Find some worthy goals and projects that suit you, and get fired up and passionate about them. Sure, work those projects from the here and now. Don’t get ahead of yourself. Delight in the small steps along the way. And don’t let the setbacks surprise or defeat you. But always remember, never forget, never lose sight of the fact that once you figure out what sort of worthy projects suit you, nothing less than the meaning of your life turns on doing your best to make them work out. Well, that and being as lovingkind and compassionate and unselfish as possible. Your job is to make sure you choose projects that do not diminish the prospects that when you die the story is one of a wise person who led, as far as possible, an excellent life. If you dedicate yourself to living wisely and compassionately and mindfully, then even if you, for some reason, miss out on knowing when and how the final chapter ends, we will rightly say that you led a good human life and flourished. If there were gods, they’d bless you. But there aren’t, so they won’t. But we, your fellows who remain alive and on our own personal journeys, will be grateful for who you were and how you were. You flourished, Buddhist style, and you increased our chances for doing the same. (162-3)

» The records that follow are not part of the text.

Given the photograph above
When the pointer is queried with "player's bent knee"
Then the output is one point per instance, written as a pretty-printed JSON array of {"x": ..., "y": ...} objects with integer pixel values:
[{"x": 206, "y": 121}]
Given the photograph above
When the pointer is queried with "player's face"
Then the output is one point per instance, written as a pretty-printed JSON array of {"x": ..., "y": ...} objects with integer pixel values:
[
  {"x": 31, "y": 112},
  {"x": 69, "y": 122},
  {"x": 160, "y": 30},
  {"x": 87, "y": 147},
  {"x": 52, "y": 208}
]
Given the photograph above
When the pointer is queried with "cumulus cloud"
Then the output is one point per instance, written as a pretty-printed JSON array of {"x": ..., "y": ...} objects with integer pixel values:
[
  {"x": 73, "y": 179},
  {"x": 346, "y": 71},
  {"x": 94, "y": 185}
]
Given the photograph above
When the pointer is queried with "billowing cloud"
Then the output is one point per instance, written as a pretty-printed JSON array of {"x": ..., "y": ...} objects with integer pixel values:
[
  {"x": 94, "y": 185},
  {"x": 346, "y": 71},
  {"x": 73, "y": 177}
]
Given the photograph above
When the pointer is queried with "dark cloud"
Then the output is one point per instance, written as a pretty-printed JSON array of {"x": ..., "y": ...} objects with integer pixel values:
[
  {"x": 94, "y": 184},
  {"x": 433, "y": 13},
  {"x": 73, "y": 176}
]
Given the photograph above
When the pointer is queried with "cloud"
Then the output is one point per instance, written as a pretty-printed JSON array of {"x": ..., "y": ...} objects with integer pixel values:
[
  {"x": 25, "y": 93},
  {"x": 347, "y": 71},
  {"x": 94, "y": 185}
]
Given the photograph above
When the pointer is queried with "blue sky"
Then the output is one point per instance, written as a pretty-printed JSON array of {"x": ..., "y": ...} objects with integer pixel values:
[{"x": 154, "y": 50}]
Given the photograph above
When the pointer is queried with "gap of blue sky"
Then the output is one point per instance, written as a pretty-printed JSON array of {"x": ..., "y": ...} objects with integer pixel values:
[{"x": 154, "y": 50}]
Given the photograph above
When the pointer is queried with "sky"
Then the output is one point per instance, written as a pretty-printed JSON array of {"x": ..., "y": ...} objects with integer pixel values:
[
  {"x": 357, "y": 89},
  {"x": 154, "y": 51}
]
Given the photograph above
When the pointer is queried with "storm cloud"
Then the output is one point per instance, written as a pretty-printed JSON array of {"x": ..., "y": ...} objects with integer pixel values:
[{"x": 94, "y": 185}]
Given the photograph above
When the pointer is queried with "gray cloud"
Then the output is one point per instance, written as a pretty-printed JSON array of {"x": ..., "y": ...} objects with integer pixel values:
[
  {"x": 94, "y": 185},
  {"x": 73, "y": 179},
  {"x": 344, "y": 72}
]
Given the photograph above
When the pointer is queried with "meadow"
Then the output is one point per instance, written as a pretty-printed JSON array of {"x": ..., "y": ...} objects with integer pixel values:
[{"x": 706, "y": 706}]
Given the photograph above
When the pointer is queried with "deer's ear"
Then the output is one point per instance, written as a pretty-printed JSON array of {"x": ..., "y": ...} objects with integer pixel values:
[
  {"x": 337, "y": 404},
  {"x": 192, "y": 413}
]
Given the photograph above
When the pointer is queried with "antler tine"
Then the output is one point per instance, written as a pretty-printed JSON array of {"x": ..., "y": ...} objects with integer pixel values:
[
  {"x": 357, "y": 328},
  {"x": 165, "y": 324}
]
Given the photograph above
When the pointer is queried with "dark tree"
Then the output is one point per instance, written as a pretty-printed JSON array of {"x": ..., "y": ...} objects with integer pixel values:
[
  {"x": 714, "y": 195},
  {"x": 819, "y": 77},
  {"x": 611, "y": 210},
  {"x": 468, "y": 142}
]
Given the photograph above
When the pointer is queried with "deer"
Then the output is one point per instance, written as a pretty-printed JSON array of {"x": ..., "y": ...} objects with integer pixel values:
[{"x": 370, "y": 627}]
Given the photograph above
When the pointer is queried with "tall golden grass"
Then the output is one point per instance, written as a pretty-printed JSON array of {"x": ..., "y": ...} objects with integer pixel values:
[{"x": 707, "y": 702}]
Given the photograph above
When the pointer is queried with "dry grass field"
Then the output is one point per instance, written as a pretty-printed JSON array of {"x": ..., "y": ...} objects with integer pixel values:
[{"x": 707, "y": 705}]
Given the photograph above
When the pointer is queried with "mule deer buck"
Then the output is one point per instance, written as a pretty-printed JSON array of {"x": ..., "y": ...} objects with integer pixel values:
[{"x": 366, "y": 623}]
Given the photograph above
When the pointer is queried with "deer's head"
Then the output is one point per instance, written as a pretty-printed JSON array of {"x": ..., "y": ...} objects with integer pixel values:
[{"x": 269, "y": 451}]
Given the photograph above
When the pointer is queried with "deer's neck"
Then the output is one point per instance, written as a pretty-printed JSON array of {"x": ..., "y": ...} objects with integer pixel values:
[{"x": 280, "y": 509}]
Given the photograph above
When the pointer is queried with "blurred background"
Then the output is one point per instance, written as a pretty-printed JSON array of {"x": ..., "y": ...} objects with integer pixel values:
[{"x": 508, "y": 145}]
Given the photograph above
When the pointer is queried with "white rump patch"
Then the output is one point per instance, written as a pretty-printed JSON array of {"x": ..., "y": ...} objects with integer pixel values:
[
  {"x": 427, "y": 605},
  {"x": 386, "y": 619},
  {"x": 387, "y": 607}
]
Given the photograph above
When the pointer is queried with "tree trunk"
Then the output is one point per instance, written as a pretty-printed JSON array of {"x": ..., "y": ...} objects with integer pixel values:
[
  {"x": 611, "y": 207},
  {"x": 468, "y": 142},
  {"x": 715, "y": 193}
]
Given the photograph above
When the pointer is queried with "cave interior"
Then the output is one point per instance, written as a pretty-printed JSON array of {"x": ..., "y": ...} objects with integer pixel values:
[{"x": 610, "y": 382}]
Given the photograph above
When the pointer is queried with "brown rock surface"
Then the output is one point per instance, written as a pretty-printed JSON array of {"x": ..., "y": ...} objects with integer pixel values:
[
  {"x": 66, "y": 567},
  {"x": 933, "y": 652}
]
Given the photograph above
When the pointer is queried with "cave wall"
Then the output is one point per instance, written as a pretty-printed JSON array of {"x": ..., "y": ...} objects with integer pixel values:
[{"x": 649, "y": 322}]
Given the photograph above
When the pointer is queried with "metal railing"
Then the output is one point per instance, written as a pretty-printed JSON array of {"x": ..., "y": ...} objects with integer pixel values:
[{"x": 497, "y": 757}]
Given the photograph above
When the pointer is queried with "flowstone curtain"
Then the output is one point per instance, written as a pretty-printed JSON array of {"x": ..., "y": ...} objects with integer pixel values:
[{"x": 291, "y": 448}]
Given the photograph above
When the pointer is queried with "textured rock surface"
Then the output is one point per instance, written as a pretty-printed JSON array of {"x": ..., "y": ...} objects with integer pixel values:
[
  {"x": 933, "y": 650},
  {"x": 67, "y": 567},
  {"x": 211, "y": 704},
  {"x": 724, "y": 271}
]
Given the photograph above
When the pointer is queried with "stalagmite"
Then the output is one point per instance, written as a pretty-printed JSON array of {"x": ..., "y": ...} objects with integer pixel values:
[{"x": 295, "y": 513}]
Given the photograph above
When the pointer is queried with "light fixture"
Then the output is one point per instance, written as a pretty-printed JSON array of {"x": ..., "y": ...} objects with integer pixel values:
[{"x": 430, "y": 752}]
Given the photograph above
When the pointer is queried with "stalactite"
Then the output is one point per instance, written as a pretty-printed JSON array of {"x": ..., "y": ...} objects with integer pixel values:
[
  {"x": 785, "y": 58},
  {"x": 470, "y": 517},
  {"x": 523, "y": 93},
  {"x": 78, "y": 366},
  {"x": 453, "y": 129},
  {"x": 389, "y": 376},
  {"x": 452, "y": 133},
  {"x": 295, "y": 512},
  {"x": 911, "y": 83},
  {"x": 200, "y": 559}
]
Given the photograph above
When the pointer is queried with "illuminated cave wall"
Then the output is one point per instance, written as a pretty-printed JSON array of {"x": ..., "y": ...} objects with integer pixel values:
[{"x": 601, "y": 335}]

The common thread in these three passages is that they proffer wisdom without venturing too deeply into the particulars of Buddhism or any other philosophical/religious system of thought. They demonstrate not the intellectual products of a rigorous research project, but rather the dispositional effects of Buddhist thought on Flanagan’s body-mind. If a naturalized form of Buddhism has a major role to play in humanity’s future––as I believe it does––then this is perhaps its most precious gift: Not a set of rules for “virtuous” conduct or a lecture on humanity’s innate flaws and how to overcome them, but the transmission of a path, a way of facing suffering and mortality that eschews illusion and celebrates affection, enjoyment, and acceptance.